Aos 17 anos, muitos estão prestes a concluir os estudos e se preparando para entrar no mercado de trabalho. No futebol, o menino que vive a rotina de categorias de base tenta dar os primeiros passos no profissional. Para Fellipe Bastos, no entanto, essa idade foi o momento para tomar a decisão mais importante até então: deixar o Brasil para morar na Europa e iniciar a carreira em Portugal, no Benfica. E começou ali uma vida de antecipações. Cedo demais para o Velho Continente, cedo demais para voltar – três anos depois – e também antes do esperado veio a oscilação da carreira.
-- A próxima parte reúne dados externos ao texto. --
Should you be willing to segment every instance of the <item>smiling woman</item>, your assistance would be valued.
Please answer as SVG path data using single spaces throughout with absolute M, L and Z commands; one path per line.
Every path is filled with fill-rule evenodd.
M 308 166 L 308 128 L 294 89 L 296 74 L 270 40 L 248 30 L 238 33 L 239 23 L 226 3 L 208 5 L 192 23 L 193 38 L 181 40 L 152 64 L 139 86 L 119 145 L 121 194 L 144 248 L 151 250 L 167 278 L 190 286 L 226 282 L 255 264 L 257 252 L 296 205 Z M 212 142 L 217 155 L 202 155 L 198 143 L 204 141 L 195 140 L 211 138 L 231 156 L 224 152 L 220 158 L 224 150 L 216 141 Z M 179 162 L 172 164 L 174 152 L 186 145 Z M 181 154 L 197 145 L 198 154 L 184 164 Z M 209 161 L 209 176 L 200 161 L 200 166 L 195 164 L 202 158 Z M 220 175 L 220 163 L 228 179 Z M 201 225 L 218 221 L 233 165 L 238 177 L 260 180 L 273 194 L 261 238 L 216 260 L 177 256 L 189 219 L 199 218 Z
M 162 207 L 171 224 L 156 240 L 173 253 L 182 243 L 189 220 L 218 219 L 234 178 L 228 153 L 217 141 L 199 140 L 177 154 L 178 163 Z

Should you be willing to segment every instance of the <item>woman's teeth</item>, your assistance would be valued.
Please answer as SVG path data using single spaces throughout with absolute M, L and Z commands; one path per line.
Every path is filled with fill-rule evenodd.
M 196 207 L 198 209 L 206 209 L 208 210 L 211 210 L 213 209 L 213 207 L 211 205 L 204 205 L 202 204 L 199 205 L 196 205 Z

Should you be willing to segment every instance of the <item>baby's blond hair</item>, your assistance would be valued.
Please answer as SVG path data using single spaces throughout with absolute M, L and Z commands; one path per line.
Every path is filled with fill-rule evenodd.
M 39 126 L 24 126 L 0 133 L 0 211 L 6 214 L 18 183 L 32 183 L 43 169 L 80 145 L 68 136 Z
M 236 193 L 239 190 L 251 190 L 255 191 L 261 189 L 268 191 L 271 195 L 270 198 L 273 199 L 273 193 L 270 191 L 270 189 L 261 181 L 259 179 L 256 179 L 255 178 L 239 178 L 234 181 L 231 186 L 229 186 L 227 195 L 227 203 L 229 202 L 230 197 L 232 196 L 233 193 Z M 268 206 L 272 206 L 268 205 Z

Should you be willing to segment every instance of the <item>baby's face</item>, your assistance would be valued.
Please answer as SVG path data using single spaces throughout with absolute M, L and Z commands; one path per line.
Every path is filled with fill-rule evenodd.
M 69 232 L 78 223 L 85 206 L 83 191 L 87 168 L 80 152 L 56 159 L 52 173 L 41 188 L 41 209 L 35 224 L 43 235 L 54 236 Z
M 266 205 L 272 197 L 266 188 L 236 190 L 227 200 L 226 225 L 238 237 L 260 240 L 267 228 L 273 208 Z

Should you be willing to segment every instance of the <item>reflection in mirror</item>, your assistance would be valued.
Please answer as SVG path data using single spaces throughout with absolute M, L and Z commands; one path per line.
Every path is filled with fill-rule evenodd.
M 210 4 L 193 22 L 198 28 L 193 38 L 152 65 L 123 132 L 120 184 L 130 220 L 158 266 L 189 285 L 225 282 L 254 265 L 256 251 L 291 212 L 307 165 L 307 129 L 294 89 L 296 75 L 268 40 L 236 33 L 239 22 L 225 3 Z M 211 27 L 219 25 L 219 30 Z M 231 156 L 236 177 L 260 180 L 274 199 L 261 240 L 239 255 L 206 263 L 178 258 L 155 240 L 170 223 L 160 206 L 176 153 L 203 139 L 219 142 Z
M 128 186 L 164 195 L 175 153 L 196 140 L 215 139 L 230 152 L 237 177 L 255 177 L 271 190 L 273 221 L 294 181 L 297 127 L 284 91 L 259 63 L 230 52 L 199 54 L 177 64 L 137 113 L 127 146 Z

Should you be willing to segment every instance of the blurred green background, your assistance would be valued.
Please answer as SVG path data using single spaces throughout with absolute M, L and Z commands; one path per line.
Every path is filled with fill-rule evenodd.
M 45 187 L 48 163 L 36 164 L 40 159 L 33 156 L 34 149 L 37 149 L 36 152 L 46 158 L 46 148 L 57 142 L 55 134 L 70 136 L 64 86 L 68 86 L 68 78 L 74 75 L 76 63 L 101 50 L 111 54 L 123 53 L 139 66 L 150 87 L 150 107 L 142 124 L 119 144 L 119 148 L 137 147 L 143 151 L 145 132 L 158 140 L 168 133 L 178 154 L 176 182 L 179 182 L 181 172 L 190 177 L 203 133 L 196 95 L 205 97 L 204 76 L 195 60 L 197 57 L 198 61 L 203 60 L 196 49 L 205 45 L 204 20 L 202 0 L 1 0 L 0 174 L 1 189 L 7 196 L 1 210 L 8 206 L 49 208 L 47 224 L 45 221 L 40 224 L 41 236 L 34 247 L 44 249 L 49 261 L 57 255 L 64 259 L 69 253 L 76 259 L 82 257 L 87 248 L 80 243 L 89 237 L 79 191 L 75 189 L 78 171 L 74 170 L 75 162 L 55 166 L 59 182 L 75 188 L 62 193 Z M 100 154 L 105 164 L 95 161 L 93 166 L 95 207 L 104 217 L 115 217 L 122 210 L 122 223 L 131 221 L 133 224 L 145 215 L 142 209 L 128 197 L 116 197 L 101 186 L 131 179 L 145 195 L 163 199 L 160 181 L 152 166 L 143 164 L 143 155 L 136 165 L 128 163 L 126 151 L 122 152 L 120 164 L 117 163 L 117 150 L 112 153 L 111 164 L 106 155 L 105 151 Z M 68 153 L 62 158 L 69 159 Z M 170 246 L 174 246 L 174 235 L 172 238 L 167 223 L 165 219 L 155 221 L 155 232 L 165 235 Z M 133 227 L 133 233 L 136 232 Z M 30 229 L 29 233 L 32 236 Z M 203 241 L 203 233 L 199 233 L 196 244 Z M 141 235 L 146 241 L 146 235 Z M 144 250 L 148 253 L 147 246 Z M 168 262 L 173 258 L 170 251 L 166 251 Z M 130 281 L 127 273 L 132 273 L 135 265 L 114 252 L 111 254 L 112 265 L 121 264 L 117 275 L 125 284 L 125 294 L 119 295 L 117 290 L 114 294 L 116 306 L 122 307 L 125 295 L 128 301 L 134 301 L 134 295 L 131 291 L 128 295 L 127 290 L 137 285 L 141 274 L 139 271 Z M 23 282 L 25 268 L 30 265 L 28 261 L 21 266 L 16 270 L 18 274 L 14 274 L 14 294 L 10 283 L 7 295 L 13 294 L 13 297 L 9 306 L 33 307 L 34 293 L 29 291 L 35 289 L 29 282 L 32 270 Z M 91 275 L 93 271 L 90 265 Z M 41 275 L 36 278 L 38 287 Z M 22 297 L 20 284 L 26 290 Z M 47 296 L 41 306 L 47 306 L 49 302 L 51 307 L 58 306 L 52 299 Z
Após um início bom no Vasco, viu o volume das vaias crescerem, a pressão aumentar e, como dita o ritmo de sua vida, sofreu sem estar pronto. O rendimento caiu, vieram empréstimos para Ponte Preta e depois para o Grêmio, envolvido na negociação que levou Kleber Gladiador ao Rio de Janeiro. E só agora a recuperação ocorre.
"Eu acho que no início [no Vasco] eu rendia o que rendo hoje. Mas era um pouco perseguido pela torcida. Muitas coisas que eu fazia, que faço aqui, não tinha tanta confiança dos torcedores. Os treinadores sempre me botavam, Cristóvão [Borges], Ricardo [Gomes] e PC [Gusmão], que me deu a primeira oportunidade, sempre me passavam confiança. Mas eu não tinha isso de todos, do torcedor. Era um pouquinho de perseguição comigo", disse.
Longe de tanta pressão, Fellipe encontrou o lugar ideal para dar um novo passo que, em uma carreira regular, ocorreria apenas mais tarde: a reconstrução. E, no Grêmio, em poucos meses, tem mostrado que é possível. Encontrou a confiança necessária. E para seguir assim, o desejo óbvio foi revelado em entrevista ao UOL Esporte: manter-se no clube e, se possível, marcar esa história com títulos.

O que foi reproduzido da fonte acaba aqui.